The new Dad's Army remake does an adroit job of pushing nostalgia buttons - both those wired to the sitcom's Brits-at-their-best wartime setting and to its golden-age-of-TV heyday
The new Dad's Army remake does an adroit job of pushing nostalgia buttons - both those wired to the sitcom's Brits-at-their-best wartime setting and to its golden-age-of-TV heyday. But writer Hamish McColl and director Oliver Parker aren't quite so adept at pulling laughs out of the material. This is a film that elicits affectionate smiles rather than guffaws. But the actors chosen to play Walmington-on-Sea's Home Guard platoon could hardly be bettered.
Toby Jones is a touching mix of pompous buffoonery and copper-bottomed decency as Captain Mainwaring. Bill Nighy brings his familiar suavity to debonair Sergeant Wilson. Michael Gambon is a joy as the gentle, doddery Private Godfrey and Tom Courteney ideal as the excitable Lance-Corporal Jones, while co-stars Bill Paterson, Daniel Mays and Blake Harrison prove excellent fits for Privates Fraser, Walker and Pike. What a pity, then, that they're given such creaky comic business as Mainwaring being chased by a bull or Fraser baring his bum.
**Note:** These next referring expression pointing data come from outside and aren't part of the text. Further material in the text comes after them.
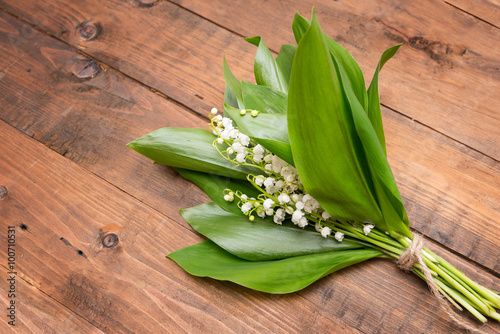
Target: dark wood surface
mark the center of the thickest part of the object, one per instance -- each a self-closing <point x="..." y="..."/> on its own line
<point x="80" y="79"/>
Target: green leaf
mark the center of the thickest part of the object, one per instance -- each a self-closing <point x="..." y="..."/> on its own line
<point x="206" y="259"/>
<point x="285" y="60"/>
<point x="386" y="192"/>
<point x="230" y="97"/>
<point x="266" y="70"/>
<point x="343" y="58"/>
<point x="233" y="84"/>
<point x="269" y="130"/>
<point x="325" y="146"/>
<point x="214" y="185"/>
<point x="187" y="148"/>
<point x="374" y="112"/>
<point x="261" y="239"/>
<point x="264" y="99"/>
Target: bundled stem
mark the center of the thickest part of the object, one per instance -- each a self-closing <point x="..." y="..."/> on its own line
<point x="447" y="280"/>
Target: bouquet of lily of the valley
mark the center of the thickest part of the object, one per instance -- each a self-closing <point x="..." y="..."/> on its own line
<point x="297" y="171"/>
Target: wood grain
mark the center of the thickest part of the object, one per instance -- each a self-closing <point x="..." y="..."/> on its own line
<point x="451" y="192"/>
<point x="66" y="213"/>
<point x="38" y="313"/>
<point x="130" y="288"/>
<point x="446" y="76"/>
<point x="75" y="179"/>
<point x="485" y="10"/>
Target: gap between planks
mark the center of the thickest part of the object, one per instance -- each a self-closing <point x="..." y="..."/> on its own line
<point x="184" y="107"/>
<point x="106" y="66"/>
<point x="469" y="13"/>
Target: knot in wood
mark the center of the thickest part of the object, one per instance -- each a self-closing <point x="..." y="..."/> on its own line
<point x="85" y="68"/>
<point x="109" y="240"/>
<point x="88" y="30"/>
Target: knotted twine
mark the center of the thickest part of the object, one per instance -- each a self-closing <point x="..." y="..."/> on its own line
<point x="413" y="255"/>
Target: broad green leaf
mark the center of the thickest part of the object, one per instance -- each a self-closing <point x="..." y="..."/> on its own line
<point x="266" y="70"/>
<point x="264" y="99"/>
<point x="326" y="149"/>
<point x="341" y="55"/>
<point x="261" y="239"/>
<point x="285" y="60"/>
<point x="206" y="259"/>
<point x="386" y="192"/>
<point x="374" y="113"/>
<point x="214" y="185"/>
<point x="269" y="130"/>
<point x="187" y="148"/>
<point x="233" y="83"/>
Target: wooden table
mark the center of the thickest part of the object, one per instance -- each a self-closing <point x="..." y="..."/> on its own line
<point x="80" y="79"/>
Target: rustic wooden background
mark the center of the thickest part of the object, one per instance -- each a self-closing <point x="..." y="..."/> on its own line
<point x="80" y="79"/>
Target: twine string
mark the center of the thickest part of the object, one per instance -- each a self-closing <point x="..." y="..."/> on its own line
<point x="413" y="255"/>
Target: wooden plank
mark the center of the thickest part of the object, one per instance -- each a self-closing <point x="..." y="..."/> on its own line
<point x="445" y="76"/>
<point x="451" y="192"/>
<point x="485" y="10"/>
<point x="130" y="288"/>
<point x="36" y="312"/>
<point x="133" y="288"/>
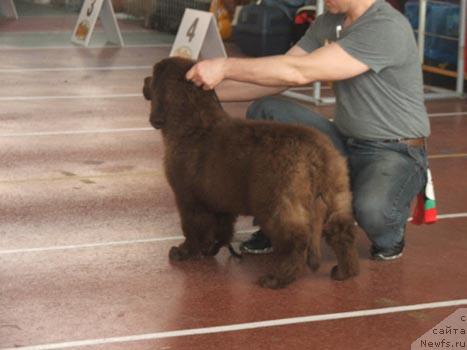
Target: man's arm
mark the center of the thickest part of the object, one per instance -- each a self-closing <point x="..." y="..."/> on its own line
<point x="235" y="91"/>
<point x="328" y="63"/>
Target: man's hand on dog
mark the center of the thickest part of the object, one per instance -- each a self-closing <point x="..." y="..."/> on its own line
<point x="207" y="74"/>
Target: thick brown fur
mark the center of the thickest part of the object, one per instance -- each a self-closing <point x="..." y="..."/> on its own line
<point x="290" y="178"/>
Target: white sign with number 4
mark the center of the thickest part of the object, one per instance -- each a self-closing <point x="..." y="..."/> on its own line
<point x="91" y="10"/>
<point x="197" y="36"/>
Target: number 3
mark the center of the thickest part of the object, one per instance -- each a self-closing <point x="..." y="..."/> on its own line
<point x="191" y="31"/>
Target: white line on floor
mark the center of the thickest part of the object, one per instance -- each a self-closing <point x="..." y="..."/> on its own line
<point x="106" y="244"/>
<point x="74" y="132"/>
<point x="163" y="45"/>
<point x="447" y="114"/>
<point x="152" y="240"/>
<point x="245" y="326"/>
<point x="65" y="97"/>
<point x="73" y="69"/>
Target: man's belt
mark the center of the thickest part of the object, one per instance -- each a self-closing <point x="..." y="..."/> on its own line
<point x="418" y="142"/>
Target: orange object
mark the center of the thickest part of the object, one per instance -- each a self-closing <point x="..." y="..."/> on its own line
<point x="224" y="22"/>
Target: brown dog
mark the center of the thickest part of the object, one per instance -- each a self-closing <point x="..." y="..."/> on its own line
<point x="290" y="178"/>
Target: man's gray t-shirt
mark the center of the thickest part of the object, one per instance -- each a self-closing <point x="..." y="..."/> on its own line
<point x="387" y="101"/>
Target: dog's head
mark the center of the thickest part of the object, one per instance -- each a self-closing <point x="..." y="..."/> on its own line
<point x="171" y="95"/>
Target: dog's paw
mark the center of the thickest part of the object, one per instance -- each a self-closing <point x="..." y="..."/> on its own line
<point x="273" y="282"/>
<point x="178" y="254"/>
<point x="338" y="275"/>
<point x="213" y="249"/>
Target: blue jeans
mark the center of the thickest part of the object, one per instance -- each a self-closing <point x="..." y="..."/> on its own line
<point x="385" y="177"/>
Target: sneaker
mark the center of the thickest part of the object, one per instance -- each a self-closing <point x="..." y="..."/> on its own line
<point x="257" y="244"/>
<point x="387" y="254"/>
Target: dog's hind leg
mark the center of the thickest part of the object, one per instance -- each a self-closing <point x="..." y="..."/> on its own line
<point x="290" y="243"/>
<point x="317" y="213"/>
<point x="340" y="234"/>
<point x="223" y="233"/>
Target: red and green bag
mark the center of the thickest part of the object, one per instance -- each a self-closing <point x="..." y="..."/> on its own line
<point x="425" y="207"/>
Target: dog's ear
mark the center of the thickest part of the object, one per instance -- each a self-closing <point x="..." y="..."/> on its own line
<point x="147" y="88"/>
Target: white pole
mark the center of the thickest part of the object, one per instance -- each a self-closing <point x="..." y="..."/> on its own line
<point x="317" y="85"/>
<point x="460" y="54"/>
<point x="421" y="29"/>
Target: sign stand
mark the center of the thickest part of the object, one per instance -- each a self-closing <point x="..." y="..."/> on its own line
<point x="197" y="36"/>
<point x="91" y="10"/>
<point x="7" y="7"/>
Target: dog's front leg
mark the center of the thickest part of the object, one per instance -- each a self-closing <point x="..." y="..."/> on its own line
<point x="198" y="229"/>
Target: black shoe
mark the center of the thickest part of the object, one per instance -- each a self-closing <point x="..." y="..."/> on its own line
<point x="257" y="244"/>
<point x="387" y="254"/>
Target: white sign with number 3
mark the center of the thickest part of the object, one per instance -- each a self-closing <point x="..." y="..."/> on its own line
<point x="197" y="36"/>
<point x="91" y="10"/>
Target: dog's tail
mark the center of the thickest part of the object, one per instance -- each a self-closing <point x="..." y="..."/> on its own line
<point x="314" y="256"/>
<point x="314" y="245"/>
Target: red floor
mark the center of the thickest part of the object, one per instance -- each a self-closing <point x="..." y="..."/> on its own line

As for the story, McColl (author of the hilarious Morecombe and Wise tribute The Play What I Wrote) has come up with a serviceable vehicle for the Dad's Army band, here sent into a tizzy by news of a Nazi spy in their midst and by the arrival in the town of Catherine Zeta-Jones's glamorous reporter.
In places, admittedly, the plot creaks as much as Jones's delivery van, but it gets everyone from A to B intact. A modest accomplishment, perhaps, but not to be sneered at and somehow fitting for a celebration of the British art of muddling through.